Growing an Abundant Perennial Food Garden Workshop

The workshop was sponsored by the Hawai’i Homegrown Food Network and held at Mohala Lehua Farm near Hawi, North Kohala as part of the the North Kohala Eat Locally Grown Campaign. The workshop presenters were Craig Elevitch, Neil Logan and Sophia Bowart.
Craig Elevitch began the workshop with a photo presentation about perennial edible gardens and food forests in several Polynesian and Micronesian island nations, where the environmental conditions and cultural contexts are quite similar to the Hawaiian Islands. Sustainable cultivation in the Pacific started at least 9,000 years ago in Papua New Guinea and 1,500 years ago in the Hawaiian Islands. In native Pacific cultures, children are taught from an early age the how to grow food and manage their resources sustainably. Open space and ornamental plantings are kept to a minimum. Food producing plants such as coconut, breadfruit, banana, plantain, moringa and other larger trees and plants form a canopy with smaller plants such as sweetpotato, taro, cassava, and yam growing underneath.

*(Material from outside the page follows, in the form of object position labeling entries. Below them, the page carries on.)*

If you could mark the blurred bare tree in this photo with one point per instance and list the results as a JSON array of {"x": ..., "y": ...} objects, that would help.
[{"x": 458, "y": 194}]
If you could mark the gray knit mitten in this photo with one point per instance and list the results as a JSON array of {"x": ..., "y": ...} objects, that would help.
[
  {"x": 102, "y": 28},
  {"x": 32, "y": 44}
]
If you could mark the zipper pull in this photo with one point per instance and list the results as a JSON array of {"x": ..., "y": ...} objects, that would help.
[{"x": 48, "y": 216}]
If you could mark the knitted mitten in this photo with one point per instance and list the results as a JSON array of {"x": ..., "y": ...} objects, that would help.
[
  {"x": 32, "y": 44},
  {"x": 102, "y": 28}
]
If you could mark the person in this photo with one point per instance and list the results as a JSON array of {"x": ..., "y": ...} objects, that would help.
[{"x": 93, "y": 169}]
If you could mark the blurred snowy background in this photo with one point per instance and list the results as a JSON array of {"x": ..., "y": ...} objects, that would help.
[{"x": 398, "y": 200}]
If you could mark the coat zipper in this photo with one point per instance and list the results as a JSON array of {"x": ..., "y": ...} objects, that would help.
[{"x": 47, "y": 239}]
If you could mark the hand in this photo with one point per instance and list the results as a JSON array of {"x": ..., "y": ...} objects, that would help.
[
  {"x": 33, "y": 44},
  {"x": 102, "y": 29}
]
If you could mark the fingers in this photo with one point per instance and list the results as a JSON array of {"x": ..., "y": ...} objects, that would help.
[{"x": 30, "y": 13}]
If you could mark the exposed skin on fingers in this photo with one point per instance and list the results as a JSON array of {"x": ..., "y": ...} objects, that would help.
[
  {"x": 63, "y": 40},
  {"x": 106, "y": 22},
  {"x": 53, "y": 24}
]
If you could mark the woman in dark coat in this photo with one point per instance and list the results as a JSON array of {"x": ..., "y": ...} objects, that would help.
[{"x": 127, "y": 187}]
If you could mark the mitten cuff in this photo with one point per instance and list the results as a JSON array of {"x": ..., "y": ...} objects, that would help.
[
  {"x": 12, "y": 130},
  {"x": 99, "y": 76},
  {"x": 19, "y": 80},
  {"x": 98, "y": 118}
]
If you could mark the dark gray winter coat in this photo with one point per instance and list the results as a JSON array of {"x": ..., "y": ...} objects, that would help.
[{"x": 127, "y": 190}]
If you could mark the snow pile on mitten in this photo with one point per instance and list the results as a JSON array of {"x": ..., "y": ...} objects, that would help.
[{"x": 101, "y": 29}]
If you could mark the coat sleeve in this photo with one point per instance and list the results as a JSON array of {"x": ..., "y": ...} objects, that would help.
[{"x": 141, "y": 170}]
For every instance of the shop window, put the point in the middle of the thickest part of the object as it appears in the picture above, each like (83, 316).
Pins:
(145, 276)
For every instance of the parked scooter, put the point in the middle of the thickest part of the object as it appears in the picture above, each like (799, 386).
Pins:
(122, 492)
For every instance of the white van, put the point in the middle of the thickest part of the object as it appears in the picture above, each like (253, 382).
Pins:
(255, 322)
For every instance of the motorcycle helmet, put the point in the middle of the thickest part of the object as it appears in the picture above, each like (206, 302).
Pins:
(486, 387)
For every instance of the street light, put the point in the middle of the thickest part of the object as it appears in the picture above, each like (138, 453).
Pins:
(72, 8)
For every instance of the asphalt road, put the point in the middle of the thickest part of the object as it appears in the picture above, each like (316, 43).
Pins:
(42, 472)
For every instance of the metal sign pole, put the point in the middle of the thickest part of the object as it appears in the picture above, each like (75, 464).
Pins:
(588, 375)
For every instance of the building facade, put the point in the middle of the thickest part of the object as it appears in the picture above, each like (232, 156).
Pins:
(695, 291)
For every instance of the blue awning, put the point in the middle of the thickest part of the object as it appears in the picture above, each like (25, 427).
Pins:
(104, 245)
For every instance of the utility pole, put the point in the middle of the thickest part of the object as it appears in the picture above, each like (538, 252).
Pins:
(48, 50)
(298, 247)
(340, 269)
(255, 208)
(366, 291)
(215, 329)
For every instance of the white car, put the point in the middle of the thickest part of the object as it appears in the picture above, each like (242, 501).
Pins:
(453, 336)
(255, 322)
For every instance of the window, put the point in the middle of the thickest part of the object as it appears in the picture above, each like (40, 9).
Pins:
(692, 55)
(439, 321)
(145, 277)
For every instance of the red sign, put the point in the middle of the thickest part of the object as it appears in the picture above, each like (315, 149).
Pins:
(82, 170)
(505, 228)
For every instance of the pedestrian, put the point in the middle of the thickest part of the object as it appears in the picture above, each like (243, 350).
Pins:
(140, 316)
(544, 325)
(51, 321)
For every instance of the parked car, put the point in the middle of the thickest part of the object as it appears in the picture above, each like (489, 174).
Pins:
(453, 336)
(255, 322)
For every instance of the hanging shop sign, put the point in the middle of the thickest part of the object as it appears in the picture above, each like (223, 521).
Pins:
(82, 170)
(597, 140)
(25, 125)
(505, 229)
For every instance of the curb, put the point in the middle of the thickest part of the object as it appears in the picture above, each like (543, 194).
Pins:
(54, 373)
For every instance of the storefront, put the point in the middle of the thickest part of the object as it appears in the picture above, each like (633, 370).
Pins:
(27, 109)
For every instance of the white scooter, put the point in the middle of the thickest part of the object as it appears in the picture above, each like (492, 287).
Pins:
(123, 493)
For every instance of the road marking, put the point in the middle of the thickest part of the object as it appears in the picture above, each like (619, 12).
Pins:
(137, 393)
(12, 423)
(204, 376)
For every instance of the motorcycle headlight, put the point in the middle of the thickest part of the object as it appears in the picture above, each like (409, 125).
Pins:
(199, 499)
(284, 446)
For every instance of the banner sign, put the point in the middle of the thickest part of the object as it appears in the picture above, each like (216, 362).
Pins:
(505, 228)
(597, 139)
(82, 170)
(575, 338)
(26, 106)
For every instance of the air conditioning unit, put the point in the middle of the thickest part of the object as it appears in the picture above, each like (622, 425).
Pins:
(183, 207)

Fast fruit producing plants (within 18 months of planting and some sooner) bananas, papayas, pineapples, pepino, naranjilla, tomatillo, poha, liliko’i, mulberry and star fruit. Some plants store water in their trunks such as the Abyssinian banana, which has an edible stalk.
During a walking tour of the extensive agroforests at Mohala Lehua Farm, I learned that for best results, establish ‘clump or island plantings’: a tall center plant, tree or bamboo is surrounded with lower growing perennial and annual edibles.

For food security in Hawai’i, Elevitch reminded attendees that we need to start on the personal level. The advantages of home or community gardens are clear: no mileage to transport food far and wide and burning fossil fuel; safer, since we know how they are grown; stable and sustainable, since each plant helps the others, creating a much more efficient use of the land that surrounds us.
By choosing carefully what we plant in our own landscape, we can provide our own food, fuel, medicine and fiber while preserving our watershed, promoting biodiversity and minimizing the damage to our land by using sustainable methods.